Silver Lady, by Susan E. Sage, is a literary work of magical realism with dystopian and protopian elements, following Cassie Navrone as she pilots a luxury houseboat downriver in the near future after the Great Collapse and the mysterious Vanishing. Art, people, places, and memory itself seem unstable, and Cassie’s journey with a small group of passengers becomes far more than a delivery job. It turns into a strange, searching voyage through grief, fear, beauty, connection, and the question of what is worth saving when the world no longer follows familiar rules.

What I appreciated most about the book is how personal it feels. Cassie’s voice has a warm, wandering quality, and I often felt as if I were sitting across from her while she tried to make sense of each odd bend in the river. The captain’s log format works well because it lets the story move between daily details and larger reflections without feeling stiff. A meal, a storm, a disappearing poem, a troubling town, a strange animal encounter, and a memory of love can all sit beside each other in the same current. That looseness may not appeal to readers who want a tight, plot-driven dystopian novel, but for me, it gave the book its emotional texture. It feels less like a race toward answers and more like drifting through a world where answers keep changing shape.
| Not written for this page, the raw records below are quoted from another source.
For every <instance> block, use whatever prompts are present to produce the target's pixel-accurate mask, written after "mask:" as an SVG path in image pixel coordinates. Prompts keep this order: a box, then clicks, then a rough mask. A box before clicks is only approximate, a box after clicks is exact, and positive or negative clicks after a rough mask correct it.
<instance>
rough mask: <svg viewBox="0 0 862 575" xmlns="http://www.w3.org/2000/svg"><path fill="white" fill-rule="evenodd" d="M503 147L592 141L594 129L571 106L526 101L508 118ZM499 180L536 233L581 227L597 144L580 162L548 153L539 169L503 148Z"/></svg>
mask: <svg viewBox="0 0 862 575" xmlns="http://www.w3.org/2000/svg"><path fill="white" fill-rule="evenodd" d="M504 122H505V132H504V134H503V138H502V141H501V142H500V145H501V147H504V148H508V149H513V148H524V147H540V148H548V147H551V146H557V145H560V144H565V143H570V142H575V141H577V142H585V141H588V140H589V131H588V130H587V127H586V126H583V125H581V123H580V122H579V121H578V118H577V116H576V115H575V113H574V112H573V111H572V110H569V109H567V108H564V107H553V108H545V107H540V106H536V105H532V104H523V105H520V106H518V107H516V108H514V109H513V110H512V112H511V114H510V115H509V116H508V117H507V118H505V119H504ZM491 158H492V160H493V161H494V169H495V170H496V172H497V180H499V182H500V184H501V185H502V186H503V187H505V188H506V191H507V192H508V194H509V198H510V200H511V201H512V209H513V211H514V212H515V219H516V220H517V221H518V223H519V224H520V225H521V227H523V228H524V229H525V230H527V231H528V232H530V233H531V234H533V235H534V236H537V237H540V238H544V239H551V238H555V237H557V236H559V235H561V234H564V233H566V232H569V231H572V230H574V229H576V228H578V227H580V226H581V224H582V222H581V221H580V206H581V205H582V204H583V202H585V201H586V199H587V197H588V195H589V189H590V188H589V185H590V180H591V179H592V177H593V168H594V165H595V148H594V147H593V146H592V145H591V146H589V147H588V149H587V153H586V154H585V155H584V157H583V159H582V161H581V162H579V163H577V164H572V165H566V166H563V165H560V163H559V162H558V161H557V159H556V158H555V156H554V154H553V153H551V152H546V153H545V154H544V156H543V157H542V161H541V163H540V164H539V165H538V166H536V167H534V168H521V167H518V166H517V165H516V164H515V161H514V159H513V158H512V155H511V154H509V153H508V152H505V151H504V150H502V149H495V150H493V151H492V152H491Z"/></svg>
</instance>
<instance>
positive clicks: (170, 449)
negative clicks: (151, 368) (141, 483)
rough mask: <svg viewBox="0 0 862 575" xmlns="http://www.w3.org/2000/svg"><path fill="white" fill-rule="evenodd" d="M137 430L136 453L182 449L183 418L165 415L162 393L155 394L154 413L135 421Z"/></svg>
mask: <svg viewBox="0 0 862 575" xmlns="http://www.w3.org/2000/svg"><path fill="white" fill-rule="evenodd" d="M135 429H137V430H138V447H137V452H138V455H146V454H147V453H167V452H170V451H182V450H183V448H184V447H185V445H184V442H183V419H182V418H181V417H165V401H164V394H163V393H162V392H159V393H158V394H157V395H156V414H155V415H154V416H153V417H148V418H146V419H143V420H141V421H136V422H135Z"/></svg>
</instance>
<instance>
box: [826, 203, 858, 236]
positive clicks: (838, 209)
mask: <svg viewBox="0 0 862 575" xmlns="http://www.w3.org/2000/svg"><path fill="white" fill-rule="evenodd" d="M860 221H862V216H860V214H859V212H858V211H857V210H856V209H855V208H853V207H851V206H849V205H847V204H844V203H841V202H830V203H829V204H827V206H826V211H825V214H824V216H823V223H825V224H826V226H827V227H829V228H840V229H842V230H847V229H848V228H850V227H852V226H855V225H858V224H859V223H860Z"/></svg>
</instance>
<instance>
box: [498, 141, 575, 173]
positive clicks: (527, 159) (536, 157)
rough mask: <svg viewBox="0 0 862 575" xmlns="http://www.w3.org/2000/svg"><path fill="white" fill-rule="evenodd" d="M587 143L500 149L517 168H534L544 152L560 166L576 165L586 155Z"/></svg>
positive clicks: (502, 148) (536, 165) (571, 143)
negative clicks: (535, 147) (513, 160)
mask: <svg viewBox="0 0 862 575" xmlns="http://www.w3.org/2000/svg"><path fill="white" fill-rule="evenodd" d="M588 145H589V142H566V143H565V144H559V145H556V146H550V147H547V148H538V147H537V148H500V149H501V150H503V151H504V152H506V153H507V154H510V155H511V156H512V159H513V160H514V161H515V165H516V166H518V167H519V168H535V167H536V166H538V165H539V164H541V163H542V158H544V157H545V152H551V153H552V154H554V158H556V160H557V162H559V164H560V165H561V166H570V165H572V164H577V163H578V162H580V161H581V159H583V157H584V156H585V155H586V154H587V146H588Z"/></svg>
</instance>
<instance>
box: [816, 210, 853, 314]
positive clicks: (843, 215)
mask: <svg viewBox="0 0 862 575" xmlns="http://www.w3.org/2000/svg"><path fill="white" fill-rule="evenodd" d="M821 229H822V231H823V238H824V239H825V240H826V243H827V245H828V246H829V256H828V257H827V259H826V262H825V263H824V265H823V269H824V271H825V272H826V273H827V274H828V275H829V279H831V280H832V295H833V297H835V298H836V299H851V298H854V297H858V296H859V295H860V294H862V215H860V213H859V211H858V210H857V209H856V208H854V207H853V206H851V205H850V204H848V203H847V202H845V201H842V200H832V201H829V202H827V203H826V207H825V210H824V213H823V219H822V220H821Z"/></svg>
Sage makes some bold choices, especially in the way she blends social collapse with wonder. The book is candid about violence, isolation, illness, and cultural fear, but it does not sink into despair. That is where the protopian side of the story comes through. Cassie isn’t trying to save the world in some grand, heroic way. She’s simply refusing to look away. She notices people. She mourns what disappears. She keeps moving. I liked that the magical realism is not treated as a puzzle to be solved neatly. The sentience of the Silver Lady, the unstable towns, the vanishing art, and the river’s almost spiritual pull all ask the reader to accept mystery as part of the experience. The book is about living when the ground, or in this case, the water, refuses to stay still.

I would recommend Silver Lady to readers who enjoy reflective literary fiction, magical realism, and softer dystopian stories that care more about inner change than spectacle. It will especially appeal to those who like character-driven journeys, older protagonists, symbolic landscapes, and books that leave room for wonder. This is a thoughtful novel that stays engaging because its strange moments and underlying tension give the journey real weight.